4) the demand of faith: although Bartimaeus addresses Jesus as “Son of David” a Messianic title that he knows not the meaning but he knows and believes that this Son of David, Jesus, can meet his need. Faith is to a Christian what oxygen is to a human being. Christians walk by faith not by sight (2Cor5:7). It is impossible as a Christian to please God without faith (Heb 11:6); you can’t afford to be a faithless Christian. This was the greatest attitude of Bartimaeus. Jesus had faith in him and called him. Faith begets faith. Christianity is a faith walk: salvation is by faith (Eph 2:3); Healing is by faith, as with the woman with the issue if blood in Mathew 9:20-22; victory in life is by faith (1Jn 5:4); life is a gift of faith, for the just shall live by faith (Rom 1;17). Do you have faith? Is my faith violent enough to bring about a storming miracle?

5). Gratitude./Thanksgiving: Bartimaeus may have been a beggar by the roadside but he knew gratitude. Having received his sight, he followed Jesus and did not selfishly go his way. He began with need, went on to gratitude and finished with loyalty-and that is the perfect summary of the stages of discipleship.

And you think your case is so special that this Special Jesus shall fail you, shall not stop to look at you, shall not answer you. Tell that problem, you have overcome with Jesus. Tell that sickness, you already won. Say to that mountain, you have come to late, declare it boldly: by faith I am born of God. He says it is finished.
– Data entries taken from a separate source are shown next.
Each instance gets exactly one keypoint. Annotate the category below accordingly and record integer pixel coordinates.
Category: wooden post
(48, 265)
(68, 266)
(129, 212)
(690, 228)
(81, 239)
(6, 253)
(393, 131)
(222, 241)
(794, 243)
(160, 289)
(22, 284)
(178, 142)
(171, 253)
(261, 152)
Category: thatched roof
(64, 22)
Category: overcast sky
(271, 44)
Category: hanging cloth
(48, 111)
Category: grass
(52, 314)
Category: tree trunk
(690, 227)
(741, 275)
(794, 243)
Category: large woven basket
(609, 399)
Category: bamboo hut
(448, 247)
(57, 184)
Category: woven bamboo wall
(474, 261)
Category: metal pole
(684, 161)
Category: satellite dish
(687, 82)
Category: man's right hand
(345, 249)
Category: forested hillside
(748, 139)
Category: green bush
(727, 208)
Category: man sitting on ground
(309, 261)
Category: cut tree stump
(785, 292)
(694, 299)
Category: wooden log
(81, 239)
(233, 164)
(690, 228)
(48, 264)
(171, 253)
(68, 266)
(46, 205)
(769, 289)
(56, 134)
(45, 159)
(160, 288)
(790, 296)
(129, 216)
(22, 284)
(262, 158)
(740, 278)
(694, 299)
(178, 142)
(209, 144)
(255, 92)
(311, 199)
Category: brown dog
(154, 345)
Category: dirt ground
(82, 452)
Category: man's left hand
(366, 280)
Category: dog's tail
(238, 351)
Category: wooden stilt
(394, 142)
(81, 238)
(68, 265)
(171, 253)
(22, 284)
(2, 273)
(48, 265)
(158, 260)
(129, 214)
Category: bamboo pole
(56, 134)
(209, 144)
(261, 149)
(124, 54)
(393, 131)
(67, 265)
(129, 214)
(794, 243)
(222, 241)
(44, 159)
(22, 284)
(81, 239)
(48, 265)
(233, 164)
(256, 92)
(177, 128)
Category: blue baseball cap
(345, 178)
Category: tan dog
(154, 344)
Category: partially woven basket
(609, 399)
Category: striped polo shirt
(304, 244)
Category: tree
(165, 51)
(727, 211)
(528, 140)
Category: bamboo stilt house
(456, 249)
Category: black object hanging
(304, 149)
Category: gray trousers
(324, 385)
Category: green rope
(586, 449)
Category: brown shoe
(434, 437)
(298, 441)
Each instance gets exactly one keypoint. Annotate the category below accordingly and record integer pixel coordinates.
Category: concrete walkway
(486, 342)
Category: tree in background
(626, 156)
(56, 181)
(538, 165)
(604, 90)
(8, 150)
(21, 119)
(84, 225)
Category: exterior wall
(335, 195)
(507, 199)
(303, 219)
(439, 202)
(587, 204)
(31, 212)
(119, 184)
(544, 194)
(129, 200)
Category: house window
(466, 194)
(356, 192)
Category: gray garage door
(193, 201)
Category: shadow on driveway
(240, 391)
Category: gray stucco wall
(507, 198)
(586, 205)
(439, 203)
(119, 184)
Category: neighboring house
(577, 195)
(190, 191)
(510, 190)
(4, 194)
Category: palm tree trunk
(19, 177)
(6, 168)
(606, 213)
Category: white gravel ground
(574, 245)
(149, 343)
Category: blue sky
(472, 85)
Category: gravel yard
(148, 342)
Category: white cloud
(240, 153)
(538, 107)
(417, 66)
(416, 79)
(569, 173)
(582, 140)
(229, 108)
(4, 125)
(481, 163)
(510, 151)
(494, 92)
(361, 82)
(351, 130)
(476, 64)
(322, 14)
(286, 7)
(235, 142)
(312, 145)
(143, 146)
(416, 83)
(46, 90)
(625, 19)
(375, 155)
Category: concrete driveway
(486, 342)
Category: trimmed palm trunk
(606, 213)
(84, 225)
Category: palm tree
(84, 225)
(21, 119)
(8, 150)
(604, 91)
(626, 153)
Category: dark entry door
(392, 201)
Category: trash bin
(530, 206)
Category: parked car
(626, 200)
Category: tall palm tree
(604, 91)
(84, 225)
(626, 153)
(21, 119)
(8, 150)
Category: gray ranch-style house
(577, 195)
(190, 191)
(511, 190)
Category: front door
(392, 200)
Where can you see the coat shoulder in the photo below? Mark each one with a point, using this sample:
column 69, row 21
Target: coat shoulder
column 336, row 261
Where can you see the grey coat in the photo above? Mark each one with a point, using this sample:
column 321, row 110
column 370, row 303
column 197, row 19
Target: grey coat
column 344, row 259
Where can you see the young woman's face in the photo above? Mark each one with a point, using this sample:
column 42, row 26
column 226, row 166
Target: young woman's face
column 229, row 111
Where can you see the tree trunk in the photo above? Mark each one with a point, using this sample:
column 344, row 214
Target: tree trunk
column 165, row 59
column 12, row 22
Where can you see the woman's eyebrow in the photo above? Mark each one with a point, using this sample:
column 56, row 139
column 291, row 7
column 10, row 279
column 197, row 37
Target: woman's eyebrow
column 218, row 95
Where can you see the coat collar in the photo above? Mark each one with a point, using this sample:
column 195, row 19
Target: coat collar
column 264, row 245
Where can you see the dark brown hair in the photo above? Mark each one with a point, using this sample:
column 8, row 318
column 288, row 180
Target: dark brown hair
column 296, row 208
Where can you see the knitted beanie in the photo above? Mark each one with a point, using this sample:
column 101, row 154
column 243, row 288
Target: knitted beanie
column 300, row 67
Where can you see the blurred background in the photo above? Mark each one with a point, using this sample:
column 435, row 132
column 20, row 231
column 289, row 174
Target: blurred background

Is it intellectual, financial, academic, spiritual, emotional, is it same family block? Your story is re-written by faith in Jesus, whose power working in you can do infinitely more than we can ask or hope for, can grant you all your heart’s desire through Jesus Christ our Lord. Believe it. Never give up in looking up. Refuse to be discouraged for Jesus is calling for you.

May the Lord Jesus grant your petitions as we pray to him today, Amen.